On peut laisser échapper un soupir de soulagement : This is 40, de Judd Apatow, est bien meilleur que Funny People (qui a plutôt bien vieilli, remarquez). Même s'il est construit sur le même moule, le nouveau film du pape de la comédie américaine (lorsqu'il ne réalise pas, il produit) est suffisamment drôle, bien rythmé malgré quelques longueurs et assez imprévisible pour désarçonner à plusieurs reprises. Parce qu'il n'est pas construit comme une comédie classique avec des enjeux clairement définis, avec un objectif à atteindre ou un ennemi à vaincre, la construction dramatique parvient à dresser un portrait cohérent de la vie de famille - dans les limites, bien sûr, de la bourgeoisie californienne.
Apatow fait à nouveau preuve de cette grande faculté d'observation qui l'a consacré comme réalisateur comique.
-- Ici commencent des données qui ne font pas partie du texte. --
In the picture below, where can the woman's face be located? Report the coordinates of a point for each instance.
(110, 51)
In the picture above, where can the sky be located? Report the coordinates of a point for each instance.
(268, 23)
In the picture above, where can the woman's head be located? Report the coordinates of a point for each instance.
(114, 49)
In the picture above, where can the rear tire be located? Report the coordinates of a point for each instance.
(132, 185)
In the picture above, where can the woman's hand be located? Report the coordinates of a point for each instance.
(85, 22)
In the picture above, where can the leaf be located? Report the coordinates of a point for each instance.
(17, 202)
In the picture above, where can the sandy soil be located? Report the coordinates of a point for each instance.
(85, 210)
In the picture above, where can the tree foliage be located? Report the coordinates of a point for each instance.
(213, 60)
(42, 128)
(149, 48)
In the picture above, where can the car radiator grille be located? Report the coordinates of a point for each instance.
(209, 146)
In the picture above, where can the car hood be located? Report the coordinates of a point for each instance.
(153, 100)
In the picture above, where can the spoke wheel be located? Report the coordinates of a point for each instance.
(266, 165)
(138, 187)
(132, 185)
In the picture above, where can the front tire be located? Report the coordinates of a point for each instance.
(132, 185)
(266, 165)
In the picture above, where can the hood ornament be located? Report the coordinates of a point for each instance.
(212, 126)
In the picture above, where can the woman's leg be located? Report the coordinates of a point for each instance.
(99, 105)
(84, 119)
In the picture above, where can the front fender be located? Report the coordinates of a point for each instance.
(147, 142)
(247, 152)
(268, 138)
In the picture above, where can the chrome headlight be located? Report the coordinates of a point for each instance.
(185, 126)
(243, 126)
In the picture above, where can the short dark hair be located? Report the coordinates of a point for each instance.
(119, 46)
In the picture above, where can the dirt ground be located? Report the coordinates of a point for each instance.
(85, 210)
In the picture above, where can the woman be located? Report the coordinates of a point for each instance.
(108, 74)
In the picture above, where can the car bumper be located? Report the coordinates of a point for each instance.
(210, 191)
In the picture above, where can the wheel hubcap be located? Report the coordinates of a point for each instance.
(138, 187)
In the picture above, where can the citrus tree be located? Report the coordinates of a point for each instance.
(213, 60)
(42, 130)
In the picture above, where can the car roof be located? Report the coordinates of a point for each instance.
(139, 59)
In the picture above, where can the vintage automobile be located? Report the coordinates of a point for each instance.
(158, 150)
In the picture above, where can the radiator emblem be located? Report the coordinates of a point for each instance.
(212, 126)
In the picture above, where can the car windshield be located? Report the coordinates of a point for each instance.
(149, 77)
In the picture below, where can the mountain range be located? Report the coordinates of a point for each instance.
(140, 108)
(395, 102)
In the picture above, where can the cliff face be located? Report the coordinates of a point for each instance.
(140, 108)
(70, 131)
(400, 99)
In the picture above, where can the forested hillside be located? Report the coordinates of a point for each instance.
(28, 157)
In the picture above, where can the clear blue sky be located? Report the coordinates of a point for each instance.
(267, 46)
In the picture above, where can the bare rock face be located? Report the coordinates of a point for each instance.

This is 40, qui est décrit comme une « sorte de » suite à Knocked Up, reprend d'ailleurs les mêmes thèmes et les mêmes obsessions que tous ses films : sa femme, Leslie Mann, et ses filles sont à l'avant-plan, on y parle de sexe et du quotidien, d'intimité, du travail et de difficultés financières. Sans être révolutionnaire, le traitement parvient à commenter ces thèmes sans tomber dans la simple répétition d'autres films qui abordaient les mêmes sujets.
Comme il n'y a pas véritablement de construction dramatique, et comme on n'attend pas à chaque instant le prochain gag, on reste sur le qui-vive, à l'affût du prochain développement, de la prochaine bonne mauvaise idée qu'auront Pete et Debbie et qui va mener à une dispute. On sent parfois lourdement cette construction en sketchs. Lorsqu'il est suffisamment incisif, Apatow parvient à faire rire de bon coeur, et même parfois à faire réfléchir. L'humour est efficace et imprévisible, cohérent et le plus souvent en phase avec les personnages; c'était absolument nécessaire et c'est d'ailleurs ce qui fait la qualité de l'humour d'Apatow.
L'un des problèmes de This is 40 - comme c'était d'ailleurs le cas avec le film précédent - est la multiplication des personnages secondaires inutiles et jetables qui, au final, n'ajoutent rien à la trame narrative. Ils sont si nombreux qu'aucun ne se démarque; cette manière de faire a ses avantages, comme celui d'avoir l'impression d'un perpétuel mouvement, de discussions et de disputes jamais terminées et toujours remises à plus tard, d'ébats interrompus; de l'effet de la vie sur la vie, en quelque sorte. L'inconvénient, c'est de créer plusieurs longueurs, surtout dans un film qui, à 2h15, dure une bonne vingtaine de minutes de trop.
Il y a une fine ligne entre réalité et fiction et le cinéma est constamment entre les deux. La comédie ne s'en sort pas; si le contexte est ici tellement spécifique qu'il ne saurait être envisagé socialement, si la mise en situation est tellement forcée qu'elle est improbable, ce sont les observations humaines, sous le couvert de l'humour, qui sont ici très justes. Dans un bon film de science-fiction, c'est la même chose : le contexte est irréaliste, mais les personnages sont vrais et on s'y attache. Ce n'est pas tellement différent ici.